Life Insurance Corporation of India (LIC) is likely to get additional time to pare down its stake in companies where it has more than 15% stake. Sources close to the development said that they may get an extension beyond the December 2018 deadline set by Insurance Regulatory and Development Authority of India (IRDAI).
"Additional time has been sought and if required it will be given," said a senior official. LIC has exceeded 15% stake in companies like ITC, Corporation Bank and L&T.
To avoid concentration of risks and a have a good balance in their portfolio, IRDAI investment norms stipulate that an insurance company should limit their investments in individual companies at 15%.

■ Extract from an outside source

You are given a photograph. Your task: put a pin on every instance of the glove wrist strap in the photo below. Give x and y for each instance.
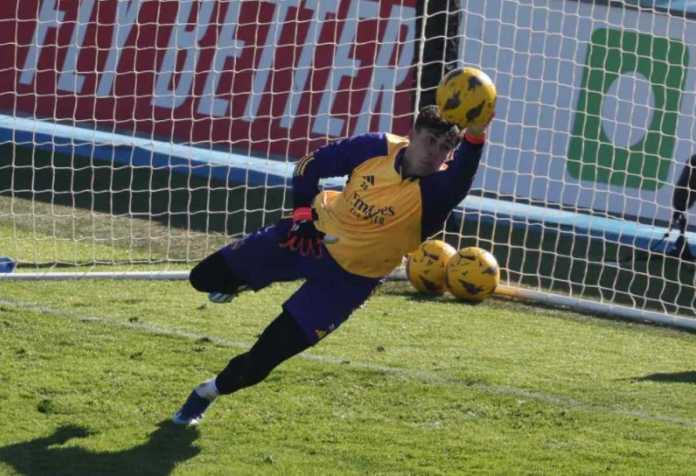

While it was anticipated earlier that LIC will be allowed to stay above 15%, the regulator has clarified that they will not be given a special dispensation.
Apart from the fact that LIC has exceeded 15% stake in ITC, a public interest litigation (PIL) was filed in the Bombay High Court which has raised concerns about large government entities investing in tobacco companies.
However, LIC had responded to that petition saying that investing in tobacco firms per se is not illegal as per IRDAI norms.
They had also said that they looked at it purely from an investment and returns point of view.
Earlier, during the tenure of J Hari Narayan, the previous chief of IRDAI, there were some differences on the investment cap applicable for LIC. IRDAI had then clarified that investment caps apply to all insurers. The regulator has prescribed norms for equity investments in a company based on the size of the insurer. It ranges from 10-15% depending on the funds controlled by an insurer.
The LIC Act has said that it can invest up to 30% in a company. In most companies, the insurer has stuck to the 15% limit and it is only in a handful of cases that the stake has been increased on account of divestment or similar investment opportunities.